< 2 John 1 >
1 The elder to the chosen lady and her children, whom I love in truth, and not only I, but also all those who know the truth,
De ouderling aan de uitverkoren vrouwe en aan haar kinderen, die ik in waarheid liefheb, en niet alleen ik, maar ook allen, die de waarheid gekend hebben;
2 because of the truth that abides in us, and will be with us into the age. (aiōn )
Om der waarheid wil, die in ons blijft, en met ons zal zijn in der eeuwigheid: (aiōn )
3 Grace, mercy, peace will be with us from God the Father, and from the Lord Jesus Christ, the Son of the Father, in truth and love.
Genade, barmhartigheid, vrede zij met ulieden van God den Vader, en van den Heere Jezus Christus, den Zoon des Vaders, in waarheid en liefde.
4 I rejoice exceedingly that I have found of thy children walking in truth, just as we received commandment from the Father.
Ik ben zeer verblijd geweest, dat ik van uw kinderen gevonden heb, die in de waarheid wandelen, gelijk wij een gebod ontvangen hebben van den Vader.
5 And now I beseech thee, lady, not as writing a new commandment to thee, but what we had from the beginning, that we would love each other.

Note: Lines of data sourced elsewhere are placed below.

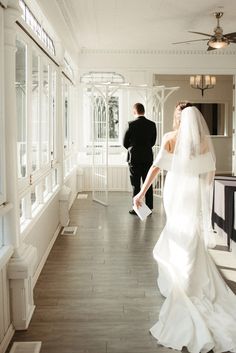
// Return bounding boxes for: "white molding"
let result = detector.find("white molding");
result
[20,185,60,241]
[0,245,13,268]
[69,188,78,210]
[216,170,232,176]
[0,324,15,353]
[32,223,61,288]
[79,48,236,56]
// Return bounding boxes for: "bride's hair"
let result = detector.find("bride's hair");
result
[175,101,193,111]
[173,101,193,130]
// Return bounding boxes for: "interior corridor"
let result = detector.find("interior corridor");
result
[6,192,236,353]
[6,193,171,353]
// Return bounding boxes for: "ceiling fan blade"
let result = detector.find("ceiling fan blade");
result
[172,39,209,44]
[188,31,212,37]
[224,32,236,40]
[207,46,216,51]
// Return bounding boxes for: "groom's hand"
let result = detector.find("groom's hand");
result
[133,193,143,208]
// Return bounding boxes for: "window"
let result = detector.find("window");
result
[19,0,56,55]
[50,70,57,161]
[0,7,6,206]
[31,51,40,172]
[15,33,59,233]
[41,64,50,165]
[94,96,119,142]
[63,78,75,177]
[15,40,28,178]
[80,71,123,145]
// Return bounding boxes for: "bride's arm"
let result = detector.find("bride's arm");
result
[133,165,160,207]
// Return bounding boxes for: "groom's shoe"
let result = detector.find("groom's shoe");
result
[129,210,137,216]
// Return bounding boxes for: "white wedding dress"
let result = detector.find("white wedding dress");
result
[150,107,236,353]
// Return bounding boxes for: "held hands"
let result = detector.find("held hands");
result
[133,192,144,208]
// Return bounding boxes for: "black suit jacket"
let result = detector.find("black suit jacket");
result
[123,116,156,164]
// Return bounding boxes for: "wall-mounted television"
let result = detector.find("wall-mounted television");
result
[193,103,227,136]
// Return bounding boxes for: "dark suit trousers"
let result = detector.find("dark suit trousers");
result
[129,163,153,210]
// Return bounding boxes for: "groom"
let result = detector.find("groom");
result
[123,103,156,215]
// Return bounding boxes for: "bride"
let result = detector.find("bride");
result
[134,103,236,353]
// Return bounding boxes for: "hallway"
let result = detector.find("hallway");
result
[8,193,172,353]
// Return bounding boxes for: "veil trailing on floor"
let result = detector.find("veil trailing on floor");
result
[171,107,215,247]
[150,107,236,353]
[154,107,215,247]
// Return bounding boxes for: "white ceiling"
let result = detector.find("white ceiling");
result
[38,0,236,50]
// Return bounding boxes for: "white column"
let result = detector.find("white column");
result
[4,0,37,330]
[55,42,65,187]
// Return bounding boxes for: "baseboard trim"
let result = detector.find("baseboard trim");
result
[32,224,61,288]
[69,192,78,210]
[0,324,15,353]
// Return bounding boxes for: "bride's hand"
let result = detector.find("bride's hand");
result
[133,192,144,208]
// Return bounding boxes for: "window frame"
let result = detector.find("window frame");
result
[62,76,75,180]
[17,28,60,238]
[0,7,6,206]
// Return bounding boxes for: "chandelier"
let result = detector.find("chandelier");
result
[190,75,216,97]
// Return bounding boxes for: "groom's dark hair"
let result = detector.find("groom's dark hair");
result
[175,101,193,110]
[134,103,145,114]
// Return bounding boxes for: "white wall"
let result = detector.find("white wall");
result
[78,49,236,173]
[154,72,233,173]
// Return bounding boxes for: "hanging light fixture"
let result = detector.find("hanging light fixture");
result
[190,75,216,97]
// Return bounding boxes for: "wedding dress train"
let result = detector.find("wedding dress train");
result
[150,108,236,353]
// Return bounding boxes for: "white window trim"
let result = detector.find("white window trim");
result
[17,28,58,193]
[0,7,6,205]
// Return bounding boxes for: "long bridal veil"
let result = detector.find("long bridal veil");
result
[171,107,215,247]
[150,107,236,353]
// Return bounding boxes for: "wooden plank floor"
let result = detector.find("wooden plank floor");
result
[6,193,234,353]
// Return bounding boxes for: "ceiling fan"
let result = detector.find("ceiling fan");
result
[172,12,236,51]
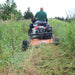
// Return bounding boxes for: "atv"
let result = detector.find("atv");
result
[23,23,59,50]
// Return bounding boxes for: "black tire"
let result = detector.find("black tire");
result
[22,40,28,51]
[53,37,59,46]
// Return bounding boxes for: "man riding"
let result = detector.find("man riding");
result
[35,8,47,23]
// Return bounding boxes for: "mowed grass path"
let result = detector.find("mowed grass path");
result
[0,20,75,75]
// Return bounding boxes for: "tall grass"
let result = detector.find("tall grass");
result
[0,21,29,68]
[49,20,75,52]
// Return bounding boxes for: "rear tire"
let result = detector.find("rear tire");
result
[22,40,28,51]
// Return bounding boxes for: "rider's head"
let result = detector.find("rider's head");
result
[40,7,43,11]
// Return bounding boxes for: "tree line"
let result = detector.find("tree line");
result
[0,0,34,20]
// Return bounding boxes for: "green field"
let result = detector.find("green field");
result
[0,19,75,75]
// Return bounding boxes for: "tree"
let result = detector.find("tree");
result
[24,8,34,19]
[0,0,22,20]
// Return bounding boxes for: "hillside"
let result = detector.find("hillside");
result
[0,19,75,75]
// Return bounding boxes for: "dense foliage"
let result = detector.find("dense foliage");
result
[0,0,22,20]
[24,8,34,19]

En nu bid ik u, uitverkoren vrouwe, niet als u schrijvende een nieuw gebod, maar hetgeen wij gehad hebben van den beginne, namelijk dat wij elkander liefhebben.
6 And this is love, that we should walk according to his commandments. This is the commandment, just as ye heard from the beginning, that ye should walk in it.
En dit is de liefde, dat wij wandelen naar Zijn geboden. Dit is het gebod, gelijk gijlieden van den beginne gehoord hebt, dat gij in hetzelve zoudt wandelen.
7 Because many deceivers have gone forth into the world, those not acknowledging Jesus Christ coming in flesh. This is the deceiver and the antichrist.
Want er zijn vele verleiders in de wereld gekomen, die niet belijden, dat Jezus Christus in het vlees gekomen is. Deze is de verleider en de antichrist.
8 Watch yourselves, so that we may not lose what we have wrought, but may receive a full reward.
Ziet toe voor uzelven, dat wij niet verliezen, hetgeen wij gearbeid hebben, maar een vol loon mogen ontvangen.
9 Every man transgressing, and not abiding in the doctrine of the Christ, does not have God. The man abiding in the doctrine of the Christ, this man has both the Father and the Son.
Een iegelijk, die overtreedt, en niet blijft in de leer van Christus, die heeft God niet; die in de leer van Christus blijft, deze heeft beiden den Vader en den Zoon.
10 If any man comes to you, and does not bring this doctrine, do not receive him into a house, and do not speak to him to rejoice.
Indien iemand tot ulieden komt, en deze leer niet brengt, ontvangt hem niet in huis, en zegt tot hem niet: Zijt gegroet.
11 For he who speaks to him to rejoice, partakes of his evil works.
Want die tot hem zegt: Zijt gegroet, die heeft gemeenschap aan zijn boze werken.
12 Having many things, I did not want to write to you by paper and ink, but I hope to come to you, and to speak mouth to mouth, so that our joy may be filled.
Ik heb veel aan ulieden te schrijven, doch ik heb niet gewild door papier en inkt; maar ik hoop tot ulieden te komen, en mond tot mond met u te spreken, opdat onze blijdschap volkomen moge zijn.
13 The children of thy chosen sister salute thee. Truly.
U groeten de kinderen van uw zuster, de uitverkorene. Amen.